Cerebrospinal Fluid Pheresis may have Therapeutic Value in Primary Progressive Multiple Sclerosis

Multiple sclerosis (MS) is characterized by inflammatory demyelination, astrogliosis and axonal loss in the CNS. Approximately 10-15% of MS patients are diagnosed with primary progressive multiple sclerosis (PPMS), which is characterized by unremitting disease progression from disease onset. We have previously reported that intrathecal delivery of PPMS cerebrospinal fluid (CSF) induces motor deficits and spinal cord pathology in mice. Here, we investigated whether filtration of PPMS CSF would remove pathology-inducing factors and improve functional outcome in mice.

A tangential flow filtration (TFF) system was used to pass PPMS CSF through 5kDa hollow-fiber filters.
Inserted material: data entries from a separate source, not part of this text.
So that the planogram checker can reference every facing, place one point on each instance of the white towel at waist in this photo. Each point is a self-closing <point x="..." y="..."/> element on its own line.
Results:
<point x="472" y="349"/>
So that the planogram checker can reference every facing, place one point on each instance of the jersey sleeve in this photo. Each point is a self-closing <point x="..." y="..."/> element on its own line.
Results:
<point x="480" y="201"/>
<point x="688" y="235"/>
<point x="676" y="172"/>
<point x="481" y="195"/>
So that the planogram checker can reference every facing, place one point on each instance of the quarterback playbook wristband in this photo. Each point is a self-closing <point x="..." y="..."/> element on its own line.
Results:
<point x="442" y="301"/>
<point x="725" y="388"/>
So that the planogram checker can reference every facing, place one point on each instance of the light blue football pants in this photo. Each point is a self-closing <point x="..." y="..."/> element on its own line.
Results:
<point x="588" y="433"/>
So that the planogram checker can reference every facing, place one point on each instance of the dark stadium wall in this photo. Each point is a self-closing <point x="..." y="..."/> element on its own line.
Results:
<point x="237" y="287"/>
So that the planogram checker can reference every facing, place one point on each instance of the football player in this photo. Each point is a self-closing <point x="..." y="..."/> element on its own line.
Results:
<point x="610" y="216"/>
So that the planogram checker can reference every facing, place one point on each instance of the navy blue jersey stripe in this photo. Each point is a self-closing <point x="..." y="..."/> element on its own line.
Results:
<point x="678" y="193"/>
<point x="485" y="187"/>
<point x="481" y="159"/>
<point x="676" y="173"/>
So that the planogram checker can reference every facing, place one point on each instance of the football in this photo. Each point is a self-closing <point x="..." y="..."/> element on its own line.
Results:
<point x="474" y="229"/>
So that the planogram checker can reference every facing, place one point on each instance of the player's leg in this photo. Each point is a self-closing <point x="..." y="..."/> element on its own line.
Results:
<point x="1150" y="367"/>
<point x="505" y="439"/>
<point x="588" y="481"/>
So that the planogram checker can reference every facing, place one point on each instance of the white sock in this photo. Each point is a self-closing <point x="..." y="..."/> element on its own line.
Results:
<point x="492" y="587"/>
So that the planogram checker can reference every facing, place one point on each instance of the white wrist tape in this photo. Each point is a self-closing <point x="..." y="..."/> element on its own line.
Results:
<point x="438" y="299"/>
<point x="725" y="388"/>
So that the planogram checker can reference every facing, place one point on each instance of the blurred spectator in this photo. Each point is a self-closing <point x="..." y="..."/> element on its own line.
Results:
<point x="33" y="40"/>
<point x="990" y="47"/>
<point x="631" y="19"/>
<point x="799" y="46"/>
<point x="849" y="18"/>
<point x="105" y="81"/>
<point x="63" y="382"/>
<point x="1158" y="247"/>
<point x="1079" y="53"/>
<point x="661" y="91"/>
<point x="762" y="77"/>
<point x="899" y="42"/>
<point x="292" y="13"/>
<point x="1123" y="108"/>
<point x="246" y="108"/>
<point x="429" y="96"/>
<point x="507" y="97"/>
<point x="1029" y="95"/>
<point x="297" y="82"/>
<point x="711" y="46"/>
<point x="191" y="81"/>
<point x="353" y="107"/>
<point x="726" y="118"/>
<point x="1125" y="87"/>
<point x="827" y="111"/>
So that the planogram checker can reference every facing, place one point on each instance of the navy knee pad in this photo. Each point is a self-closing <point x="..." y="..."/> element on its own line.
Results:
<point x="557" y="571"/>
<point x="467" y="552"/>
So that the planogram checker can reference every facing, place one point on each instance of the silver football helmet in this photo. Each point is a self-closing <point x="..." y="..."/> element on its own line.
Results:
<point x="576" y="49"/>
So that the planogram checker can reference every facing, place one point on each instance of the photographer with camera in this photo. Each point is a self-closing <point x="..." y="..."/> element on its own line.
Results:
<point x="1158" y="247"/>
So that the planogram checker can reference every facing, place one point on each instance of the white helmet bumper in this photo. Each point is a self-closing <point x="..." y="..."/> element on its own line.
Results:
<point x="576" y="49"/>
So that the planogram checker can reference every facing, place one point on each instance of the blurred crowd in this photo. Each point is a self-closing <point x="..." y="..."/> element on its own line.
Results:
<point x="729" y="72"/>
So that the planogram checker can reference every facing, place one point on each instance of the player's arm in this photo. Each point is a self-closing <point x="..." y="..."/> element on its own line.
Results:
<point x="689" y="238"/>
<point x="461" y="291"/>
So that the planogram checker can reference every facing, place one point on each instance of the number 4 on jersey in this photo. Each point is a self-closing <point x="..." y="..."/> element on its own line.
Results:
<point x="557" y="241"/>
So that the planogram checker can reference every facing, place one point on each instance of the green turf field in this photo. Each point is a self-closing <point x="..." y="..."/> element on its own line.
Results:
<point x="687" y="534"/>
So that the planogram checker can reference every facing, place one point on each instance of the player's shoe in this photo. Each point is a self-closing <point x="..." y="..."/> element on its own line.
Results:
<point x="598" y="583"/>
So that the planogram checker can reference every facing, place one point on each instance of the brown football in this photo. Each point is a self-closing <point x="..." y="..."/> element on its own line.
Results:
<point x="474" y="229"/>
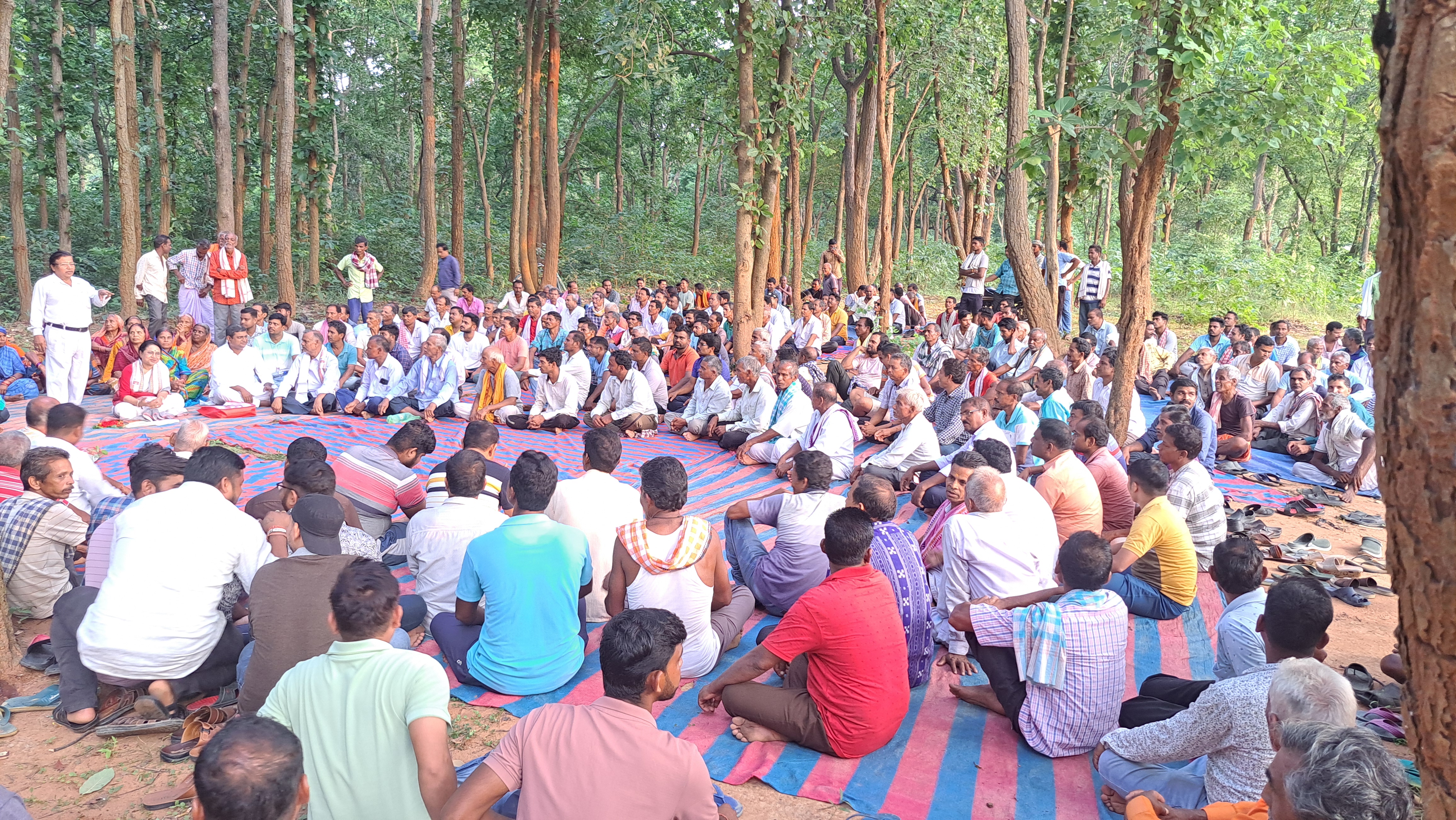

Following 3 filtration cycles, CSF protein concentration was significantly reduced, as measured by BCA assay. 8-10 week old female mice underwent laminectomies at cervical levels 4 and 5, and either PPMS CSF or filtered PPMS CSF was injected under the dura mater into the subarachnoid space. Control animals were injected with saline. All motor testing and histological analyses were performed in a blinded manner. Functional deficits were assessed by evaluating forelimb grip strength, reaching accuracy and tail rigidity at 1 day following intrathecal CSF delivery. Mice injected with PPMS CSF displayed significantly higher motor deficit scores and weaker grip strength than mice injected with filtered PPMS CSF and saline controls. Mice were perfused at 1 day post injection (DPI). Spinal cords were post-fixed overnight in 4% paraformaldehyde, cryoprotected in 30% sucrose, then cryosectioned for histological analyses. In cervical spinal cords of PPMS CSF-injected mice, demyelinated lesions were observed, as revealed by luxol fast blue staining. At 1DPI, evidence of reactive astrogliosis and axonal damage was also observed, as revealed by significantly stronger GFAP and SMI-32 immunostaining intensities, respectively. None of these pathological changes were observed in mice injected with filtered PPMS CSF, or control mice. These data provide preclinical support for the testing of NeurapheresisTM Therapy in PPMS patients.